Charter Communications said Tuesday it's buying Time Warner Cable in a $55 billion mega deal that would give Charter some 24 million customers in parts of the country ranging from Washington state to South Carolina.

Hanging over the announcement, though, is Comcast. You can't talk about an acquisition of Time Warner Cable without discussing Comcast's failed bid for the nation's second-largest cable company, which collapsed last month.

[Charter strikes deal with Time Warner Cable to create mega cable and Internet firm]

It's clearly something Charter has thought about, too — and the company addressed the issue head-on in response to the first question on an investor call Tuesday morning.

"We're a very different company than Comcast, and this is a very different transaction," Charter chief executive Tom Rutledge said on the call.

Just like the Comcast-TWC deal, the Charter-TWC merger has to be approved by federal regulators, including the Federal Communications Commission.

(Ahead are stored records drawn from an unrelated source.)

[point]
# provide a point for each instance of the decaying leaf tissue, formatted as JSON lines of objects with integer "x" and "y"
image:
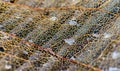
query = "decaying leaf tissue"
{"x": 59, "y": 35}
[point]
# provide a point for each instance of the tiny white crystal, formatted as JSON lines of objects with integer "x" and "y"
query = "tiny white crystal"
{"x": 70, "y": 41}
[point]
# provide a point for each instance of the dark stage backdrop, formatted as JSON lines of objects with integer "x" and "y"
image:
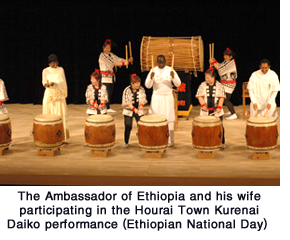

Charter is already moving to counter some of the arguments that helped sink the Comcast merger. For instance, what executives are calling the "New Charter" will be much smaller than a Comcast-Time Warner Cable mash-up would have looked like, company officials say, which could help limit regulators concerns about potentially anticompetitive behavior.

While a Comcast deal would have controlled more than half the country's high-speed Internet subscribers and roughly one-third of the nation's cable TV market, the latest deal would give Charter only about 30 percent market share in broadband and 17 percent in cable video, according to the company.


(Charter)

Rutledge said Charter is in favor of an open Internet and that it doesn't plan to block or slow Web traffic. The company is also proactively expanding its broadband capacity so companies like Netflix can deliver their content to customers without interruption, Rutledge said.

"Charter invests significantly in interconnection before ports get congested," said Rutledge, in a clear nod to a debate between Comcast and Netflix over who should pay for growing the company's Internet network.

Charter says it has no stake in national TV programming, a reference to regulator concerns that Comcast (with its ownership of content through NBC Universal) could have used its greater power to demand concessions from companies that either rely on NBC's content or compete against it.

"We're talking about a resulting entity that's significantly smaller without any vertical integration concerns," said Time Warner Cable chief executive Rob Marcus.

Marcus argued that the new Charter, as an Internet provider, would be smaller than competitors like AT&T, Verizon and Comcast, and would be about the same size as T-Mobile and Sprint.

With Comcast still casting such a large and recent shadow over Time Warner Cable, it's in Charter's interest to prove to regulators that this deal isn't like Comcast's. The FCC declined to show its hand Tuesday, with agency chairman Tom Wheeler saying he'd take a close look at the deal "to see how American consumers would benefit." But reports last week suggested Wheeler had called executives at Charter and TWC to say that he wasn't opposed to cable mergers just because he moved to block the Comcast deal.

That should buoy the hopes of Marcus and Rutledge.